Proponents of the law say that the exchanges will create competition among health insurance companies and drive prices down. However, some experts warn that premiums can also rise if more healthy people avoid the exchanges.
a closer look at these exchanges:
A health insurance exchange is a marketplace where individuals and small employers can compare and choose the right health insurance plan that suits them. Customers can enroll starting Oct. 1, 2013 and coverage will take effect on Jan. 1, 2014. Those looking for a plan can also find out if they are eligible for Medicaid coverage through the exchanges.
Every state shall have its own health insurance exchange. They can set it up on their own, or in partnership with the federal government. For states that opt out of the exchange, the federal government will step in and run the exchanges for their residents.

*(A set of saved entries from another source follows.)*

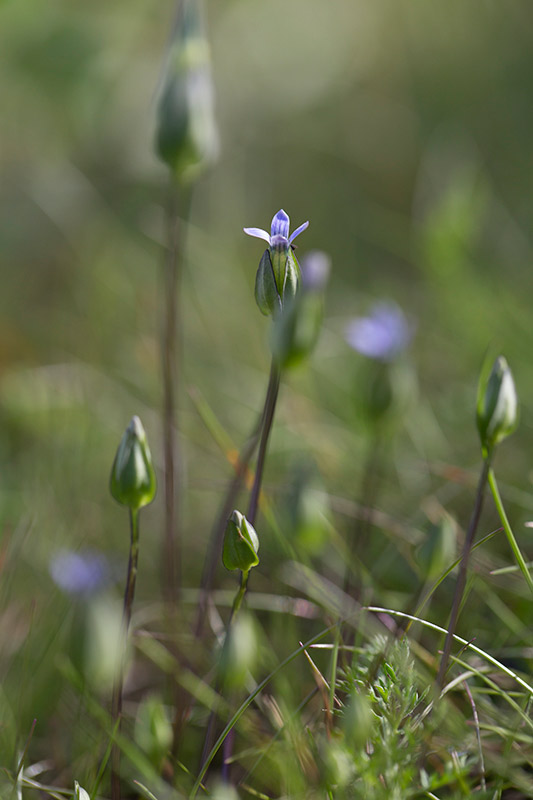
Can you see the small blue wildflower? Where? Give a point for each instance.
(278, 275)
(382, 335)
(79, 573)
(279, 228)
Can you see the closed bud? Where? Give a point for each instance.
(239, 656)
(133, 480)
(497, 405)
(79, 793)
(186, 136)
(267, 296)
(241, 544)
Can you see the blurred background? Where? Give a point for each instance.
(402, 131)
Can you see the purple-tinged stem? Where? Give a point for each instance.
(116, 703)
(178, 205)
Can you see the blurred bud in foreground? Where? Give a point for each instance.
(497, 405)
(96, 641)
(239, 657)
(79, 793)
(241, 544)
(186, 136)
(437, 551)
(153, 730)
(296, 329)
(308, 511)
(133, 481)
(278, 277)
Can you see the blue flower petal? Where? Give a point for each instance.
(259, 233)
(298, 231)
(280, 224)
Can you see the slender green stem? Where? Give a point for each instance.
(217, 534)
(129, 593)
(463, 567)
(508, 530)
(178, 206)
(267, 419)
(237, 602)
(251, 697)
(270, 408)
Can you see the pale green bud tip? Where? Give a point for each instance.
(79, 793)
(241, 544)
(133, 481)
(497, 408)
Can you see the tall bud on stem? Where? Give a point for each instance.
(132, 484)
(186, 136)
(497, 417)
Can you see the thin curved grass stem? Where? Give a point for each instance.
(463, 568)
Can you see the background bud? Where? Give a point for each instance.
(240, 544)
(153, 730)
(133, 481)
(497, 405)
(239, 657)
(186, 136)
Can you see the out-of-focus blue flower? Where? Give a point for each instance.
(383, 334)
(279, 230)
(79, 573)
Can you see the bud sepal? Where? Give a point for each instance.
(497, 405)
(133, 481)
(241, 544)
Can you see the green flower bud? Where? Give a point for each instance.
(267, 296)
(133, 480)
(296, 329)
(497, 405)
(437, 551)
(239, 657)
(186, 136)
(241, 544)
(153, 730)
(79, 793)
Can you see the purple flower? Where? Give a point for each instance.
(278, 276)
(383, 334)
(279, 231)
(79, 573)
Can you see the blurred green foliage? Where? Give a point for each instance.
(402, 130)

Initially, only individuals and employees of businesses with 100 or fewer workers (50 or fewer in some states) are allowed to access the exchanges. Most Americans will still get their coverage through their jobs and not through the exchanges. Authorities expect that the majority of customers will be those who are eligible for subsidies. Undocumented immigrants are not allowed to purchase insurance through the exchanges.
What will the health insurance exchanges look like?

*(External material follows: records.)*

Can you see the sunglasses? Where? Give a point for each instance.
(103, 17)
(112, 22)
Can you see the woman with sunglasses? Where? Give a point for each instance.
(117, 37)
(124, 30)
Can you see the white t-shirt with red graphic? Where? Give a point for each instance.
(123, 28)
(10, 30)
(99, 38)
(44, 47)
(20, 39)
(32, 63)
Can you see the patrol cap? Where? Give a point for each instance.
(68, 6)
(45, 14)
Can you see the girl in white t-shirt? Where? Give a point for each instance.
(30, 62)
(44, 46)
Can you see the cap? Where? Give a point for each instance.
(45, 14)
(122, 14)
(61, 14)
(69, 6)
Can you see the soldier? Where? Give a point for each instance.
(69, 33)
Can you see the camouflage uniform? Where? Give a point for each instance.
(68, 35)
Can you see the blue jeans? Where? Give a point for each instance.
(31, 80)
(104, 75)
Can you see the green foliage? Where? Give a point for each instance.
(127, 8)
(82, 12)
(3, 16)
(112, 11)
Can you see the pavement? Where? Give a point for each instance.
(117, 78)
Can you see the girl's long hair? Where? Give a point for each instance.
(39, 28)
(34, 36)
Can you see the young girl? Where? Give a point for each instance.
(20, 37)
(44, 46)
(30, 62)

Choosing and buying coverage can be confusing, health insurance exchanges are designed to make comparing and buying health insurance easier. Those looking for coverage can compare different policies sold by insurance companies with a few mouse clicks. Think of it as the Travelocity of health insurance plans. There will be four different plans available through the marketplace, based on the level of coverage: bronze, silver, gold, and platinum. All plans must possess the minimum essential health benefits as determined by the health care law. These benefits include:
- Ambulatory patient services, such as doctor’s visits and outpatient services
- Emergency services
- Maternity and newborn care
- Mental health and substance use disorder services, including behavioral health treatment
- Prescription drugs
- Rehabilitative and habilitative services and devices
- Laboratory services
- Preventive and wellness services and chronic disease management
- Pediatric services, including oral and vision care
Toll-free hotlines will be available to help consumers compare plans based on quality and price; choose a plan; and determine eligibility for government subsidies or Medicaid.

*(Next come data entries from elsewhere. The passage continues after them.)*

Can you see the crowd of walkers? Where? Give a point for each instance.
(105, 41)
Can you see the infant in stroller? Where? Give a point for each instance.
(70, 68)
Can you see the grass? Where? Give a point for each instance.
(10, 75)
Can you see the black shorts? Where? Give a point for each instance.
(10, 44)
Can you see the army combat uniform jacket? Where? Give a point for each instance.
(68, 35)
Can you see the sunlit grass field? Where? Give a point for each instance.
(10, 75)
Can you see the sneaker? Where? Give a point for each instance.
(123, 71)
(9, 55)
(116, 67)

All plans purchased through the exchanges will have a cap on the annual cost-sharing or the amount the customers must pay out-of-pocket before insurance payments kick in. the amount will be equal to that allowed for health savings account: around $6,000 for individual plans and $12,000 for family plans.
Premiums will vary according to the type of plan you choose and where you live. Insurance companies can no longer deny coverage or charge extra because of a preexisting condition. They are also not allowed to charge older people more than three times what they charge younger ones.